La tenerezza del Mistero
di Tonino Loddo.
«Se potessi fare a modo mio», diceva lo Scrooge del celebre A Christmas Carol di Charles Dickens, datato 1843, «ogni idiota che se ne va in giro a dire “Buon Natale” finirebbe bollito insieme al suo budino e seppellito con un paletto di agrifoglio ficcato nel cuore». Per il tirchio e brontolone personaggio del romanzo, infatti, il Natale era solo un qualunque periodo di un anno scandito esclusivamente dal profitto e dall’indifferenza verso gli altri. È passato più di un secolo e mezzo, ma non è cambiato molto. Il mondo continua ad essere smarrito, come allora. Basta guardarsi attorno, per accorgersene. Dagli attentati, ai profughi, ai sempre più numerosi femminicidi, il mondo sembra immerso in un magma di violenza che non riusciamo più ad arrestare, salvo trasformare tutto nel solito canovaccio da talk show. Ma basta anche solo guardare dentro a noi stessi, per sorprenderci mille volte al giorno stanchi e disfatti come tutti, e in balia dei pensieri che pensano tutti.
Basta guardare, appunto.
E cosa succede se quello sguardo non lo fermiamo alla sola superficie? Che cosa può accadere se proviamo ad andare oltre, se accettiamo fino in fondo la sfida? Perché bisogna ben essere ciechi e sordi per non vedere cosa scorre sul fondo del caos che ci circonda. Ciechi, per non accorgerci che «tutta la creazione geme e soffre fino a oggi nelle doglie del parto», come dice Paolo nella Lettera ai Romani; per non accorgerci che niente intorno a noi è (né può essere) definitivo. E sordi per non sentire la domanda che sta sotto, un grido che nessuna confusione riesce a soffocare. Ma io cosa cerco? Di che cosa ho bisogno davvero? Chi può sostenere la mia speranza? E chi può rispondere a questa mia inesauribile sete di felicità? Ognuno di noi ha infinite attese e desideri: pace, amore, serenità, vita, salute… Ma ha soprattutto bisogno di trovare consapevolezza del suo destino, di scoprire il senso del nascere, del vivere e del morire, dello stare insieme… Ma né la scienza, né la filosofia, né la coscienza stessa, lasciate a sé, riescono a dare risposte soddisfacenti.

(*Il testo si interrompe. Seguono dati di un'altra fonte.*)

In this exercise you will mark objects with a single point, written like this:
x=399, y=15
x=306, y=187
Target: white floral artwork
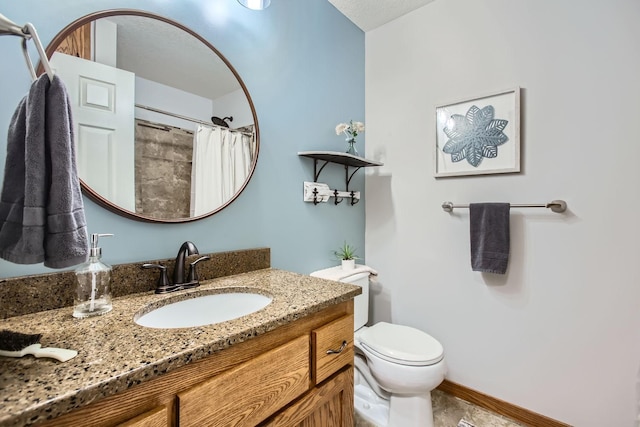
x=479, y=136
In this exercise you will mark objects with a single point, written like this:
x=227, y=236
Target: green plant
x=346, y=252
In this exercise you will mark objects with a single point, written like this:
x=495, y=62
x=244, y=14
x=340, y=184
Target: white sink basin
x=203, y=310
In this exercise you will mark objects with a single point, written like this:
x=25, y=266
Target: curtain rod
x=557, y=206
x=189, y=119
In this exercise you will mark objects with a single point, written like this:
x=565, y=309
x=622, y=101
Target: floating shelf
x=340, y=158
x=348, y=160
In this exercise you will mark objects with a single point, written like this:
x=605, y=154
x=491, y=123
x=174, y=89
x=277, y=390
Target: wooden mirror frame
x=87, y=190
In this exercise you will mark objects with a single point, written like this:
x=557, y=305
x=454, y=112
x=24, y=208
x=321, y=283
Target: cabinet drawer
x=329, y=351
x=251, y=392
x=155, y=418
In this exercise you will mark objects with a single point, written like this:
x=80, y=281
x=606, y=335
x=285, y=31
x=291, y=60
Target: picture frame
x=478, y=136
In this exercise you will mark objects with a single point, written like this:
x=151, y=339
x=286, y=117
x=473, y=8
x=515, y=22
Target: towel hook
x=28, y=31
x=31, y=30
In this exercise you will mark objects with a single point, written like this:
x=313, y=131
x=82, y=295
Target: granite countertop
x=115, y=353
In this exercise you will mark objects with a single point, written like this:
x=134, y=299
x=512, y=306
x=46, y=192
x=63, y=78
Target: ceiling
x=370, y=14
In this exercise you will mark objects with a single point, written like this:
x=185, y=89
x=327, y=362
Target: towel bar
x=557, y=206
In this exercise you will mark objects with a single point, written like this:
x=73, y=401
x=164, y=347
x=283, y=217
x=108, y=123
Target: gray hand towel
x=41, y=209
x=489, y=231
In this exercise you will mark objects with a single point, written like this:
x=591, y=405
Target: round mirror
x=165, y=128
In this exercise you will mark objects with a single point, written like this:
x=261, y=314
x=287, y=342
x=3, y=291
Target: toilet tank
x=361, y=302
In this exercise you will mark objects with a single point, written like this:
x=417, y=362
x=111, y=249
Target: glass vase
x=351, y=146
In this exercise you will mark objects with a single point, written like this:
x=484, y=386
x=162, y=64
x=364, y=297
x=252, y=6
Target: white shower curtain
x=220, y=165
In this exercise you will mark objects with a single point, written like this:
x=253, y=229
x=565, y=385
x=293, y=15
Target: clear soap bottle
x=93, y=291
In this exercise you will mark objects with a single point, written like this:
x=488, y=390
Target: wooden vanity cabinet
x=296, y=375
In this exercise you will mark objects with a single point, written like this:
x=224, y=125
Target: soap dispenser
x=93, y=292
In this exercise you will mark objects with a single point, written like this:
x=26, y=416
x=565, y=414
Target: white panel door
x=102, y=101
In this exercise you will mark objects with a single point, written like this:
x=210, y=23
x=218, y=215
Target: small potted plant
x=347, y=254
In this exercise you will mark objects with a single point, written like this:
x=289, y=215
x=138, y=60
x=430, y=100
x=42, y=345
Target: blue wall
x=303, y=64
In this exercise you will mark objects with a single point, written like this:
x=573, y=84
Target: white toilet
x=396, y=366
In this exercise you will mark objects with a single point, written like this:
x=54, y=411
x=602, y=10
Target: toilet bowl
x=396, y=366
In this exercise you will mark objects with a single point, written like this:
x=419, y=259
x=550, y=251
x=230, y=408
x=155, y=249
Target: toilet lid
x=402, y=344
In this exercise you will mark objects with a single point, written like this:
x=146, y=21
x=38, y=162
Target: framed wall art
x=479, y=136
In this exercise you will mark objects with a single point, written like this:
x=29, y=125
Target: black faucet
x=187, y=248
x=179, y=282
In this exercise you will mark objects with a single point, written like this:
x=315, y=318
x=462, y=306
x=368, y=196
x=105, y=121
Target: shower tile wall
x=163, y=171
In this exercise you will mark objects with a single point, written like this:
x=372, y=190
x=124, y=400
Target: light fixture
x=255, y=4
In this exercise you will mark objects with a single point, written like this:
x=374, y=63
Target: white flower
x=341, y=128
x=351, y=129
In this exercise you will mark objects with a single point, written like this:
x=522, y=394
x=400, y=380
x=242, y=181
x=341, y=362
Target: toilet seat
x=401, y=344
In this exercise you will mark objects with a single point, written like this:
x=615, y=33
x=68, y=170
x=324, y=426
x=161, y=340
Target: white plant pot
x=348, y=264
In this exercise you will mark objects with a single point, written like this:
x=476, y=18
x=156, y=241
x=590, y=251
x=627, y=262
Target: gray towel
x=489, y=230
x=41, y=209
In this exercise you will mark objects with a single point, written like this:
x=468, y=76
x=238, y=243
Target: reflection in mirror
x=165, y=128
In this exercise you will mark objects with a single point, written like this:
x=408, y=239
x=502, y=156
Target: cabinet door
x=251, y=392
x=329, y=405
x=332, y=348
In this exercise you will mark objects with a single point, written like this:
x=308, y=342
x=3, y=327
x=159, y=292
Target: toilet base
x=400, y=411
x=412, y=410
x=370, y=406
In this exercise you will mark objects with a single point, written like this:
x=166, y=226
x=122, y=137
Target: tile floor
x=449, y=410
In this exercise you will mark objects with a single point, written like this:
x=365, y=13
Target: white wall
x=167, y=98
x=559, y=334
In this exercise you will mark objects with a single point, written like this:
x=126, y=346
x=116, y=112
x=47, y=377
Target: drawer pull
x=338, y=351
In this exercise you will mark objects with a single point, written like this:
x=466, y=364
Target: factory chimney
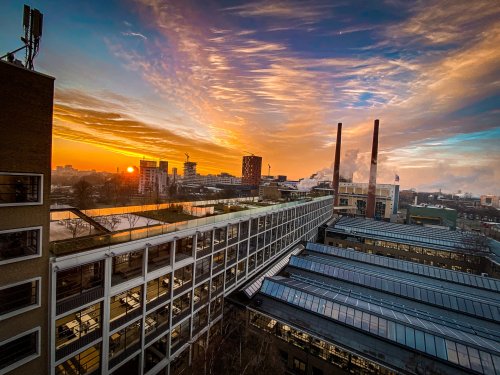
x=336, y=165
x=372, y=185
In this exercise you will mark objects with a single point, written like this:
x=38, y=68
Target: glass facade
x=158, y=303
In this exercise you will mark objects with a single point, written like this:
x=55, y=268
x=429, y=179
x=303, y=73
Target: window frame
x=40, y=189
x=27, y=359
x=38, y=245
x=26, y=308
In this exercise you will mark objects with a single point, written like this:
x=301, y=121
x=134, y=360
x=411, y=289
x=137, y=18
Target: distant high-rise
x=189, y=172
x=251, y=170
x=174, y=175
x=153, y=178
x=25, y=158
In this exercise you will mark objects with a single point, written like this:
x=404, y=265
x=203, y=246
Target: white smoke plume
x=348, y=166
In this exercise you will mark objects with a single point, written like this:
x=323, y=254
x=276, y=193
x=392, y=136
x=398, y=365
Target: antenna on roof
x=32, y=25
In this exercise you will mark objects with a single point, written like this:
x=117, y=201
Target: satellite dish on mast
x=33, y=26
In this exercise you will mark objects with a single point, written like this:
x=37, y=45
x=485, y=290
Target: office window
x=18, y=298
x=86, y=362
x=19, y=350
x=17, y=244
x=127, y=339
x=20, y=189
x=77, y=325
x=299, y=366
x=79, y=280
x=159, y=256
x=126, y=266
x=127, y=303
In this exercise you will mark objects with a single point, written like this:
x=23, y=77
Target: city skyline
x=156, y=79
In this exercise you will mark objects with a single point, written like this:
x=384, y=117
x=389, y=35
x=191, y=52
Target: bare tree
x=236, y=351
x=132, y=221
x=76, y=226
x=110, y=222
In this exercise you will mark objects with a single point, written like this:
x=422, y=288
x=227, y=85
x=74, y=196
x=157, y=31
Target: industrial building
x=26, y=122
x=355, y=194
x=461, y=251
x=429, y=215
x=339, y=311
x=251, y=170
x=146, y=306
x=490, y=200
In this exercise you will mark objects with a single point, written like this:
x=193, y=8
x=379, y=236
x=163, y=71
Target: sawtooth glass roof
x=407, y=288
x=409, y=234
x=404, y=327
x=409, y=267
x=254, y=287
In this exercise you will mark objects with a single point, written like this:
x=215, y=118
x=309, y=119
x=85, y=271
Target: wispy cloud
x=220, y=76
x=281, y=9
x=133, y=34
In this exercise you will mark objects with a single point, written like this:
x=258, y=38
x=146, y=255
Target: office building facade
x=147, y=306
x=26, y=122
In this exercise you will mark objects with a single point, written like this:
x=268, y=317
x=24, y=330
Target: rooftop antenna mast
x=32, y=25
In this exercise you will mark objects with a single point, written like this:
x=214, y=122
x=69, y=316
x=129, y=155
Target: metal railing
x=66, y=247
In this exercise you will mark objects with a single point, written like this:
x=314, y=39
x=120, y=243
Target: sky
x=218, y=80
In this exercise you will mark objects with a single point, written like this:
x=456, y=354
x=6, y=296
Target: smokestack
x=372, y=185
x=336, y=165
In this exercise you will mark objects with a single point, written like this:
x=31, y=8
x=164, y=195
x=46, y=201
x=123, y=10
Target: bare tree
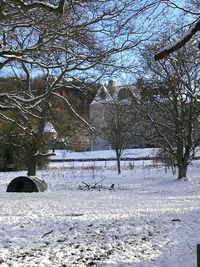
x=175, y=115
x=191, y=9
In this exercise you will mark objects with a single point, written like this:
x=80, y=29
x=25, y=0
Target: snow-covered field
x=149, y=219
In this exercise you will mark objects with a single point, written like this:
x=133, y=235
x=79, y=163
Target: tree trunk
x=32, y=166
x=182, y=171
x=118, y=162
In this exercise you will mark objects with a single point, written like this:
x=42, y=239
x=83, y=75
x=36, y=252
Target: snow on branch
x=59, y=9
x=195, y=27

Così, continuamente, ci rendiamo conto che la risposta dobbiamo cercarla altrove. Occorre cambiare livello, per trovare una voce che ci doni qualche certezza. «Saliamo al monte del Signore», indica Isaia, «perché ci insegni le sue vie…». E saliamo, dunque.

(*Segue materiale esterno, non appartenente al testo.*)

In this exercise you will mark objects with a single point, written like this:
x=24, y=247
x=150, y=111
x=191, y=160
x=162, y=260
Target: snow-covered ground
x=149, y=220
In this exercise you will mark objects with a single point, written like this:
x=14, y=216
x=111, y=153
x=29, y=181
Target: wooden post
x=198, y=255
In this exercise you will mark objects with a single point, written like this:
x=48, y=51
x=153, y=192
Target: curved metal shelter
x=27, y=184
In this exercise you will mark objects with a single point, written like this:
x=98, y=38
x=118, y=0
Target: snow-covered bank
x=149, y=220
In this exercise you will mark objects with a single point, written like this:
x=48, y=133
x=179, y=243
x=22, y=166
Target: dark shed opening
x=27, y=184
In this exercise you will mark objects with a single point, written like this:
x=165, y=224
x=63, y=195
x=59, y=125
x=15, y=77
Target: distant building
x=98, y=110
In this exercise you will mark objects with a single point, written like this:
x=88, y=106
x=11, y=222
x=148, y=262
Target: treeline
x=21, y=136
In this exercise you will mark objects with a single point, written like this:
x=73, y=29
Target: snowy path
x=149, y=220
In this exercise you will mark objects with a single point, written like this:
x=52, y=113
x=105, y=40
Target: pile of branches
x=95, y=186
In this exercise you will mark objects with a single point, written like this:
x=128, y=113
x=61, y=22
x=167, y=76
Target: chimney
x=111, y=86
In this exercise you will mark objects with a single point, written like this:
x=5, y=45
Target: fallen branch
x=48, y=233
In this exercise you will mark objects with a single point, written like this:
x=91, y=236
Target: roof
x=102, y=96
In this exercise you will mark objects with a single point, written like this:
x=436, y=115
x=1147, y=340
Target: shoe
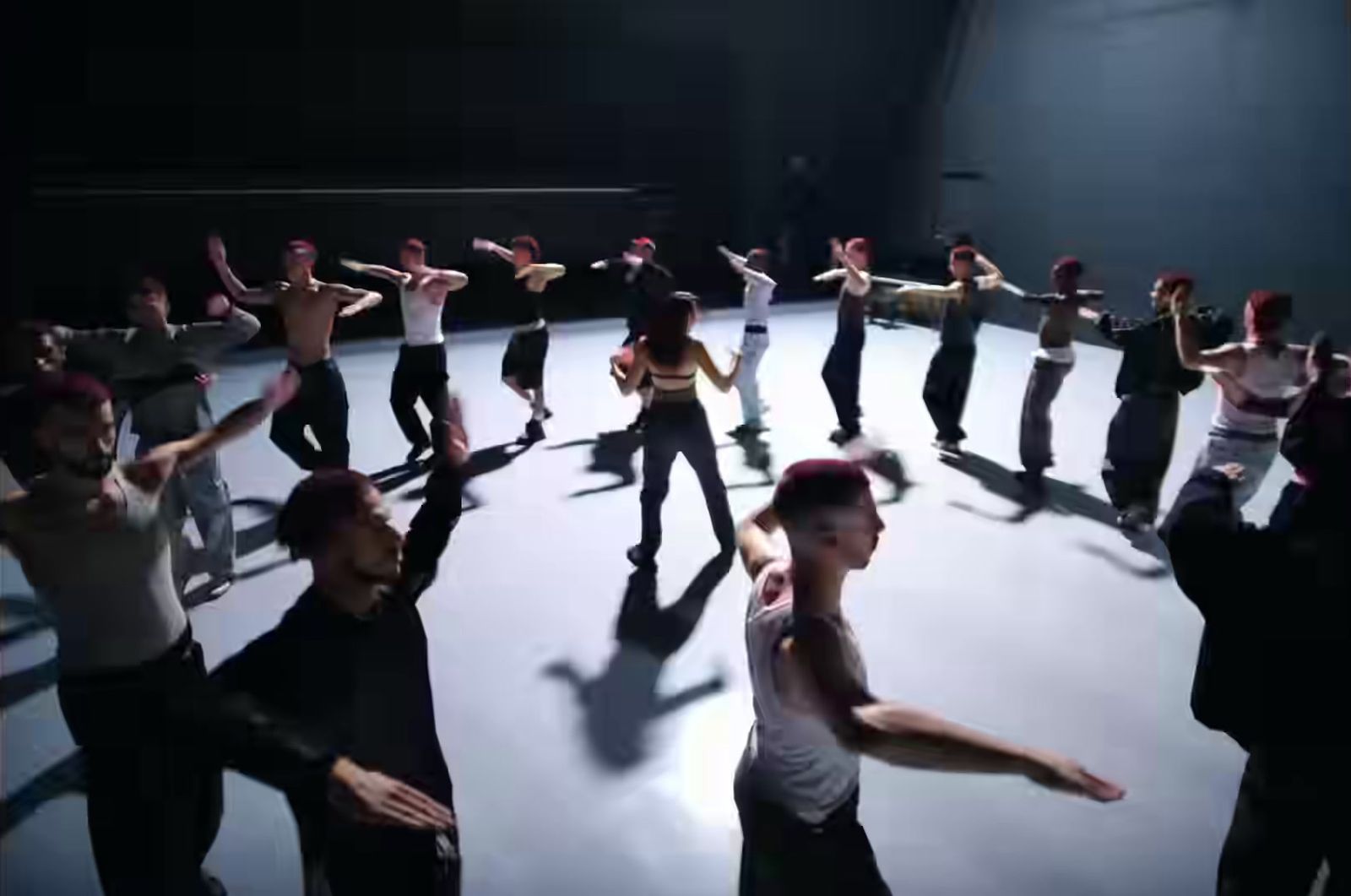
x=638, y=556
x=534, y=432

Ad un tratto scopriremo quale e quanta sia la tenerezza che ha il Mistero per noi. Che compassione. E che fiducia. Perché deve proprio avere una stima totale dell’uomo, per affidargli il Figlio.
Il Mistero irrompe nella storia proprio così: affidandosi interamente a noi. Scendendo alla radice del nostro bisogno. Accompagnandoci fino a scoprirne l’origine e la profondità. Richiamandoci a non soffocarlo, a scandagliarlo fino in fondo. Fino a riconoscere che è bisogno di un Altro.

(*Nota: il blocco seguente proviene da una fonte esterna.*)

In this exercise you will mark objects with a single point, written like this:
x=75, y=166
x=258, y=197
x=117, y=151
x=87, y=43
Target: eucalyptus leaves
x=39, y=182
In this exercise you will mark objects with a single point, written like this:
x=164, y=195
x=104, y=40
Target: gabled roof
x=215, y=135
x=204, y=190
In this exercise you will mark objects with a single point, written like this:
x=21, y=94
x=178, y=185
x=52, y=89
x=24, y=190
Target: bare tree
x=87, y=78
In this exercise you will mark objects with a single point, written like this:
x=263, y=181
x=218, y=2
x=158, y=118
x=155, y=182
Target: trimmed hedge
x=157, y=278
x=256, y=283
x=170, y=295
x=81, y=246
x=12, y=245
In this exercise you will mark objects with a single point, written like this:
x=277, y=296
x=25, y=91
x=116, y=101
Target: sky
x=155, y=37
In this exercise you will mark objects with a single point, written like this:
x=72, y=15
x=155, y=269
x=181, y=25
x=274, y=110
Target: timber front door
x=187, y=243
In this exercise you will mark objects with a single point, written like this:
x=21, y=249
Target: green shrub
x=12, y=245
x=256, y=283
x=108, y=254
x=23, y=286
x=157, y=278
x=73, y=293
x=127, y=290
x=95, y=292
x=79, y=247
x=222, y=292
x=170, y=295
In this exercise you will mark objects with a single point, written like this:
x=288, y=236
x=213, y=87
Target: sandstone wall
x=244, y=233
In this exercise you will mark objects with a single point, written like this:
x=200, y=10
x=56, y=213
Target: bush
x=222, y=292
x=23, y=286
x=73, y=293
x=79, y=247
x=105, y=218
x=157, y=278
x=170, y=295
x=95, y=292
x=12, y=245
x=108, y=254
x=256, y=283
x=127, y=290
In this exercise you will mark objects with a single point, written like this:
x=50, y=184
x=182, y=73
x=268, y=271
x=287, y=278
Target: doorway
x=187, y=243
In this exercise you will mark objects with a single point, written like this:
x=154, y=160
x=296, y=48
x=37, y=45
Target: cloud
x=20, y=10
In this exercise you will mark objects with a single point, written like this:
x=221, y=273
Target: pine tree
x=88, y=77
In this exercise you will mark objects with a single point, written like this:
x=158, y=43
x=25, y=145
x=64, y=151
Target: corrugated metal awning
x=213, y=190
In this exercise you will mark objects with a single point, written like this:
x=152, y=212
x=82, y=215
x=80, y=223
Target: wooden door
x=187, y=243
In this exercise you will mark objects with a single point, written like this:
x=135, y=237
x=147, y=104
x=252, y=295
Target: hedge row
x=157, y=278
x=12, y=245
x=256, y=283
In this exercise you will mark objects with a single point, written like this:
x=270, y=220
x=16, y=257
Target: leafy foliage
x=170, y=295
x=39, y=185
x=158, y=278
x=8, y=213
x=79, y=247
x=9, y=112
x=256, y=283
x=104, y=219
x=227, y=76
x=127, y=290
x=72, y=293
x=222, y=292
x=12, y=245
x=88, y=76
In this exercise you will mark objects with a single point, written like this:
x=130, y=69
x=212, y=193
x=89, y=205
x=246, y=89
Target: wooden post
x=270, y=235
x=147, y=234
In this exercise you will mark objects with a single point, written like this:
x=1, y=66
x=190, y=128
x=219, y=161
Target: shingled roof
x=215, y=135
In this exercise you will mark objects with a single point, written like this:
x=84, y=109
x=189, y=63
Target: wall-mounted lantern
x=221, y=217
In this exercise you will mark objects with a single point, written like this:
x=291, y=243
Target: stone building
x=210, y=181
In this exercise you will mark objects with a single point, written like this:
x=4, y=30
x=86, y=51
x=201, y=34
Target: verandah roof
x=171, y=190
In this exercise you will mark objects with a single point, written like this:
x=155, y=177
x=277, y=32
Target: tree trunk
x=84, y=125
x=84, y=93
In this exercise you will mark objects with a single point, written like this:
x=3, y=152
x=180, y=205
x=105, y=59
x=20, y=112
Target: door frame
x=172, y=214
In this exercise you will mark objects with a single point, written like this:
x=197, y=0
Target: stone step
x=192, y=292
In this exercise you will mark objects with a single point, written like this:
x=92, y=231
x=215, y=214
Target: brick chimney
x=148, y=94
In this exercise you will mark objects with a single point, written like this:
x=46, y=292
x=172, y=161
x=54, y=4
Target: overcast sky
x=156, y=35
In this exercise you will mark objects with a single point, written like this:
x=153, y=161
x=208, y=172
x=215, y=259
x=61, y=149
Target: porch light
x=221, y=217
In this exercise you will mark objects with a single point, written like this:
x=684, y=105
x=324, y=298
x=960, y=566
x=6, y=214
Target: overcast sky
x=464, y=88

Il Mistero lo sa. Conosce bene il nostro cuore, perché è Suo. Sa che cosa cerchiamo. E risponde. Nella maniera più inimmaginabile: facendosi compagno di strada. Uomo come noi. Un bambino. A noi sembra pochissimo, tanto che continuiamo a cercare come se non avessimo ancora trovato nulla. E invece è tutto. Perché quella presenza ci fa capire qual è la natura del nostro io e qual è il significato profondo di tutto il reale. Sembra pochissimo, come un bambino in una mangiatoia. Invece è l’inizio di tutto. Ci illumina sul nostro futuro, che è contenuto in quel “virgulto” che germoglierà e darà frutto.
Da questa certezza nasce l’appello consolatore: «Coraggio, non temete! Ecco il vostro Dio… Egli viene a salvarvi». Incurante del male, dell’egoismo, della frenesia, della violenza interpersonale, dell’accidia, dell’assenza di valori, del non rispetto per gli altri, del culto dei beni di consumo…, «Egli viene a salvarvi». Non parla al passato il profeta, ma al presente ed è un presente continuo, che durerà fino alla fine dei secoli, fino a quando non ci saranno più giorni e neanche più il presente… Ecco perché, al contrario di Scrooge, ci diciamo ancora sorridendo «Buon Natale»: perché sappiamo di poter contare sulla tenerezza di Colui «che è fedele per sempre».